A Legacy of Activism

Angelou’s legacy of activism and leadership remains in American life to this day and her impact will continue for generations to come. Angelou leveraged her experiences, network, and words as a leader in service of others. She held a firm belief in individual power and grassroot initiatives as the genesis of large-scale societal change. Even in her final days, Angelou was leading her cause of social justice, saying “You can’t use up creativity. The more you use, the more you have.”

An Artist in Commentator

Angelou used her gift and skill to portray the complexity of life and social injustice with such clarity that it had a profound and lasting effect on those who heard her words. She pushed the boundaries of traditional literature in order to paint a picture of American culture and was guided by her faith in the power of art to move and empower people. Her works transcended the traditional barriers of class and her writings provided a candid yet passionate expression of the spirit of America. In the words of Oprah Winfrey, “Anyone who has read any of Maya’s works knows that life is not a spectator sport. Life is a participatory event.”

An Advocate for Women

Angelou was a powerful advocate for women and girls everywhere, recognizing the importance of setting high standards and empowering the next generation. She was a formal advisor to both President Bill Clinton and Vice President Al Gore and served on President Carter’s Commission on Women. In all of these roles, Angelou pushed forth important initiatives such as equal pay, women’s health care, and economic opportunity, and also worked to protect women from discrimination, violence and harassment.

A Defender of International Peace

Angelou was an adamant proponent for peace and international solidarity. She traveled the world to meet with world leaders and discuss ways to improve people’s lives and to help bring about change. Angelou’s acclaimed work, “A Song Flung Up to Heaven,” illustrates how Angelou used her influence to make the world a better place. She used tangible actions such as kissing refugees, bringing shelter to displaced people, and engaging in direct conversations with leaders about poverty and healthcare to add her voice to the call for global justice.

Dannah Hannah is an established poet and author who loves to write about the beauty and power of poetry.
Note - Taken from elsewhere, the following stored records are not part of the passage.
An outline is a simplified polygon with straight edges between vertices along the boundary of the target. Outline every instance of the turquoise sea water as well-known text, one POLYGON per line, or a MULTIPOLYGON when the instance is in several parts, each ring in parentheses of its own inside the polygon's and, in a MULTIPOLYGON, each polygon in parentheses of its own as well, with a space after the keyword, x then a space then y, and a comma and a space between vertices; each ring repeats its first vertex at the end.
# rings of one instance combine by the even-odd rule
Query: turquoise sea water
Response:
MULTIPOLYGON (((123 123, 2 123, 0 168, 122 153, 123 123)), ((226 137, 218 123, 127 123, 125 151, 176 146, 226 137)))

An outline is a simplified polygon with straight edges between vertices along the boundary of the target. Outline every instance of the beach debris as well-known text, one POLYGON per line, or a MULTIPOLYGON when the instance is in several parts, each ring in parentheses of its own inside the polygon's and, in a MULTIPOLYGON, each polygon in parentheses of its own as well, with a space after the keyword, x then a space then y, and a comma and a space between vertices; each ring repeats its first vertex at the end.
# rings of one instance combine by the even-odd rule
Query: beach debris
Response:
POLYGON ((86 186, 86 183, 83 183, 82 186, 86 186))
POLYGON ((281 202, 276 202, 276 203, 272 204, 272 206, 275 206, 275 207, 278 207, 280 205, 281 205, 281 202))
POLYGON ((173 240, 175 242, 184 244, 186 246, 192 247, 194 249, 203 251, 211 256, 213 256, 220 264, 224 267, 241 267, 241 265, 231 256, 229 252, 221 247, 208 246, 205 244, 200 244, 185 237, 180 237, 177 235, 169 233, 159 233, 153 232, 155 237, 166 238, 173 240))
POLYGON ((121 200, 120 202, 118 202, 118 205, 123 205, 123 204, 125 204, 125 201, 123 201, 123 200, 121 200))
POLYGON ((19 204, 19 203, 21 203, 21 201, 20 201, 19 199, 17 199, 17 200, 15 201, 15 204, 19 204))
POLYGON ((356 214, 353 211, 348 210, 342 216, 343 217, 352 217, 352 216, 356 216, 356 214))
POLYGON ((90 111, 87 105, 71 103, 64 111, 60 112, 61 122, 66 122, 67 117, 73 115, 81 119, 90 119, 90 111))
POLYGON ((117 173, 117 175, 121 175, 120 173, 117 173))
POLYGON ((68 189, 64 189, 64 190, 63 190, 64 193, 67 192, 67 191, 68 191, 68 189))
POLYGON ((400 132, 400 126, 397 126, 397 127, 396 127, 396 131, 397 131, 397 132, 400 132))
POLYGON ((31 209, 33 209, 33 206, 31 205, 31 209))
She has published several collections of her own works, as well as articles and reviews on poets she admires. She holds a Bachelor of Arts in English, with a specialization in poetics, from the University of Toronto. Hannah was also a panelist for the 2017 Futurepoem book Poetry + Social Justice, which aimed to bring attention to activism through poetry. She lives in Toronto, Canada, where she continues to write and explore the depths of poetry and its influence on our lives.